5 poemas de «La llama inversa», de Beatriz Russo

A cualquier libro de poesía, salvo tal vez, y siendo generosos, a Rilke, podría objetársele al menos una palabra, una coma, una pausa o una transición. Eso es lo que podría pensar cualquier buen lector, al menos hasta que en sus manos cayera este increíble La llama inversa, de Beatriz Russo, publicado en la colección Rayo Azul Poesía de Huerga y Fierro.

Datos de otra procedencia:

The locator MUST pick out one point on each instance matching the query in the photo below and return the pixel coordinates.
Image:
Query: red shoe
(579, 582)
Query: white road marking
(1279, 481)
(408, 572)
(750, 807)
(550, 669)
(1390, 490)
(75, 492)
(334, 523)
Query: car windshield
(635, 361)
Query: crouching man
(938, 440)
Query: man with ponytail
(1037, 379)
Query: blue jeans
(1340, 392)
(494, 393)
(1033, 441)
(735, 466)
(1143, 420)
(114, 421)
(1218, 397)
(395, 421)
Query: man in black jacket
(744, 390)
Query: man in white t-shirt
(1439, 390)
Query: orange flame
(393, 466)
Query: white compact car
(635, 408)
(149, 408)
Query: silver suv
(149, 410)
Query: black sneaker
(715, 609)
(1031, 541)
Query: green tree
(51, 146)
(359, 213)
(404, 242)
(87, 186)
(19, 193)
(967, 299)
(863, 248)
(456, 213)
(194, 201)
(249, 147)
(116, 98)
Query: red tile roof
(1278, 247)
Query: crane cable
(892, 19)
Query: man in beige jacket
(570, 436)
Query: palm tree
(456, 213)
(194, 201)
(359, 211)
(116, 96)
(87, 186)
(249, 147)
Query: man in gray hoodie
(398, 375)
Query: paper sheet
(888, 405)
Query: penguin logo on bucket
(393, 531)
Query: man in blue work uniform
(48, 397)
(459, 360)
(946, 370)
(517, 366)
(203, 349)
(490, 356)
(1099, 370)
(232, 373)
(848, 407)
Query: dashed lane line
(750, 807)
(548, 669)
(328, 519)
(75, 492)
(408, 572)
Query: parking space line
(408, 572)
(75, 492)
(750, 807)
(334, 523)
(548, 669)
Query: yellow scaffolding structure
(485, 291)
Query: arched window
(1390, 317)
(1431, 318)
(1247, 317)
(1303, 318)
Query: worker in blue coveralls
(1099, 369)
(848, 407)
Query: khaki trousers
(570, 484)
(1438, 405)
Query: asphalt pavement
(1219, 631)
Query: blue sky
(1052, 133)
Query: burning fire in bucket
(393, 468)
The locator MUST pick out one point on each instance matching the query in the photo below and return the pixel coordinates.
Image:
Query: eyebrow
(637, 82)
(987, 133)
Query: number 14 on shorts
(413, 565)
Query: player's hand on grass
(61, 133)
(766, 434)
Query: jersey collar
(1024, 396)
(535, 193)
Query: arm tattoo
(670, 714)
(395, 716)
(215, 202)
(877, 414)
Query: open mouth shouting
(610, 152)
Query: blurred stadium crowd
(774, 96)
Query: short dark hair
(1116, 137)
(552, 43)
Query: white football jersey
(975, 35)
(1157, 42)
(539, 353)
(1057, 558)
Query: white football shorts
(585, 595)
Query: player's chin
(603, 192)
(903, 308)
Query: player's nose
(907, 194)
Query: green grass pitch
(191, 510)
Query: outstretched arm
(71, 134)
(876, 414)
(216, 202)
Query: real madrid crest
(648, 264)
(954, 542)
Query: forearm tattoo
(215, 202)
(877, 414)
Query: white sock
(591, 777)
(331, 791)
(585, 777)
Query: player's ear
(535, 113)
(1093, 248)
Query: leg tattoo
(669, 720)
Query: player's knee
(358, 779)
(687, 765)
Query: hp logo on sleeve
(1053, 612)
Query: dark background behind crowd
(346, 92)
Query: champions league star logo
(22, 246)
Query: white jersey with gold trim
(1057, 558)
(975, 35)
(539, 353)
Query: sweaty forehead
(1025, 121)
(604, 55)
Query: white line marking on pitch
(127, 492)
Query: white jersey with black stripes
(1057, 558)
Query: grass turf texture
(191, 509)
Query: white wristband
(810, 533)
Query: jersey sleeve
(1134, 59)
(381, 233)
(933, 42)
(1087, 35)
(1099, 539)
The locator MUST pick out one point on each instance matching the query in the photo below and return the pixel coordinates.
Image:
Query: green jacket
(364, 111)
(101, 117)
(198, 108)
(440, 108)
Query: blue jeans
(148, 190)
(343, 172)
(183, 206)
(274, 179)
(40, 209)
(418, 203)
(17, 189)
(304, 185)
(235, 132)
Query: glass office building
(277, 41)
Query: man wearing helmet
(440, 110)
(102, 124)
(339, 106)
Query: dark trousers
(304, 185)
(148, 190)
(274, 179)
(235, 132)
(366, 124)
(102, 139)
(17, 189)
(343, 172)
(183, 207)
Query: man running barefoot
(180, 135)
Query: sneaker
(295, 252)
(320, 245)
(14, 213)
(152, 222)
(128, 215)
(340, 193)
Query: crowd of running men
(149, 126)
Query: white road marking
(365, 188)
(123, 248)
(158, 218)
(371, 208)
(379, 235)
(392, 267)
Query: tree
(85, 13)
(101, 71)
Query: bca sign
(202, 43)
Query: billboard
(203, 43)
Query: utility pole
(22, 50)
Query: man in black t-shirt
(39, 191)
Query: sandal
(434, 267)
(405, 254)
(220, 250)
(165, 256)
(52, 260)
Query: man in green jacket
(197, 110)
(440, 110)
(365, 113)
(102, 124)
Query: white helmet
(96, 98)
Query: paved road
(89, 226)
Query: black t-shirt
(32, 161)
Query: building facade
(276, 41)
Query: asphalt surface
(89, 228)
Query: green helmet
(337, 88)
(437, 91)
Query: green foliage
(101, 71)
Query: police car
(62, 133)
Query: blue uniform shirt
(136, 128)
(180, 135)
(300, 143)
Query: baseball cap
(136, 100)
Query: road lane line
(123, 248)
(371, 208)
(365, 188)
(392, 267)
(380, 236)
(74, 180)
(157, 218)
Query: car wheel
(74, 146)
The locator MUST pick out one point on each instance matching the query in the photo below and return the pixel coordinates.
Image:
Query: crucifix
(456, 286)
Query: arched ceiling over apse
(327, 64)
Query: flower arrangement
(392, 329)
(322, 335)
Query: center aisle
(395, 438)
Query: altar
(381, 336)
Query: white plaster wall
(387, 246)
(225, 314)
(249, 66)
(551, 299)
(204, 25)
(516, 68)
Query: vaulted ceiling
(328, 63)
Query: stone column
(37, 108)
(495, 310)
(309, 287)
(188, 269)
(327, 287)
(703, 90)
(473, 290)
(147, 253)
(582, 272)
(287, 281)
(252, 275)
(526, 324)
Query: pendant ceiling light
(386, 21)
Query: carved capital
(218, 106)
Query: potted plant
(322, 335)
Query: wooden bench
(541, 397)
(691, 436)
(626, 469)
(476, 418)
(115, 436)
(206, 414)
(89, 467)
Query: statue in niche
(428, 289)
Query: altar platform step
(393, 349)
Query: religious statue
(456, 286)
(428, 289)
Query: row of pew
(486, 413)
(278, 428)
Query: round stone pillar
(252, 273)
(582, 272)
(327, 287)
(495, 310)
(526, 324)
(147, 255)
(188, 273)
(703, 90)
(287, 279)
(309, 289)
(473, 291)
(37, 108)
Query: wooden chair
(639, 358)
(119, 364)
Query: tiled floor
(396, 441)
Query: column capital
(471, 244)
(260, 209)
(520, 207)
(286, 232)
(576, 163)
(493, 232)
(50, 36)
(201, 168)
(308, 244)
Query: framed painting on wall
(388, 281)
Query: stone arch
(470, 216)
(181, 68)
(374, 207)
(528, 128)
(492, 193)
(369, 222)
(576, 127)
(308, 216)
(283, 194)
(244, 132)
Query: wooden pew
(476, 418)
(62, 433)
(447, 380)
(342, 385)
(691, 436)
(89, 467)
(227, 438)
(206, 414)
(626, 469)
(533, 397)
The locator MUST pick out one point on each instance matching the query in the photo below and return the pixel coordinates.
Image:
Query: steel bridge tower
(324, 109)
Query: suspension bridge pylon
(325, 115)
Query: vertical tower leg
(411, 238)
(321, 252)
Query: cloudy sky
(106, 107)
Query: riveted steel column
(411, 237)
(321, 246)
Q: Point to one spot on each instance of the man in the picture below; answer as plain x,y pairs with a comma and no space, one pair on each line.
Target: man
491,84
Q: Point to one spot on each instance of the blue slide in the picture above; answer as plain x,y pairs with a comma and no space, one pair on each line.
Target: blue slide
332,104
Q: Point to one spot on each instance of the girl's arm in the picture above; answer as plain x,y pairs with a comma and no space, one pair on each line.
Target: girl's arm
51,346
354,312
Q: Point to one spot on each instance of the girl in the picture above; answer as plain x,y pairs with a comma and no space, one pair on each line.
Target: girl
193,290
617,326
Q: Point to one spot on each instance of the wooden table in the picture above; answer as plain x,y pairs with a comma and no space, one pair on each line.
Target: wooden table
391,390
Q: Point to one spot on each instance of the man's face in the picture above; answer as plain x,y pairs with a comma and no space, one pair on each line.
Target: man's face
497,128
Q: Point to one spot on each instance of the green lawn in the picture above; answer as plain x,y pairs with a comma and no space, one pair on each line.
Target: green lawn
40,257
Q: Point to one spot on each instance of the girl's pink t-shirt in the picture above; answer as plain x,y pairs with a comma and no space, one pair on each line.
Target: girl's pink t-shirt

Es difícil encontrar en estos tiempos convulsos (tan propicios al grito, a la estridencia y al efectismo) una pluma tan afinada y una voz tan equilibrada y elegante como la de Russo. Todas las piezas pulidas y ensambladas con una endiablada exquisitez, los períodos trabajados aisladamente como aforismos perfectos, confieren a cada poema en prosa visto globalmente la apariencia de un lingote preciado y precioso. En realidad, hablar de prosa por un hecho tan circunstancial como que todas las líneas tengan la misma longitud es faltar a la verdad, porque cada uno de estos lingotes llamean con una cadencia poética subterránea que Russo navega con maestría. El reto consistirá, podemos asegurarlo, en dejar de leerlo, porque tras la lectura de un poema vendrá una segunda lectura, y una tercera, fascinados por la llama que flamea ante nuestros ojos y que es siempre la misma y siempre diferente.
Contrariamente a lo que sugieren conceptos como equilibrio o perfección, los poemas resultantes no caen en la lánguida monotonía de otros que aspiraron a ella. Russo conserva la fuerza que surge del fragor de la batalla entre el verbo y el silencio, que emana de sus lecturas y resplandece al incendiar de intuición poética lo que parecían simples recuerdos. «[…] Decimos para dejar de ser. Y ahí es donde nos confundimos al lidiar cara a cara con el ruido». Y Beatriz Russo dice, obediente, porque como ella misma sentencia «nada puede la rebeldía contra los espíritus de la creación». (Óscar Ayala).

POEMAS

Yo me crié en una urbanización cercada. Al otro lado de la fortaleza los niños de las casas bajas nos arrojaban piedras. Desde mi balcón podía ver cómo iban creciendo los lares de la trashumancia. Hombres armados con palas y espátulas delimitaban a pulso el esqueleto de un edificio sin resistencia. Aquel sonido metálico y pétreo intercalándose en el canto nocturno de los grillos. Tenores del do de yeso al compás de su orquesta de ladrillos oxidados. Niños entorpeciendo la febril mudanza en su umbral de arena y polvo. Así nuestra muralla se hizo hogar entre los hombres. Hermoso destino el de la piedra; habitar en las cocinas, las alcobas y los salones para ser guardián de la familia y no servir de muro divisorio, parapeto de pedradas y meadas de perros.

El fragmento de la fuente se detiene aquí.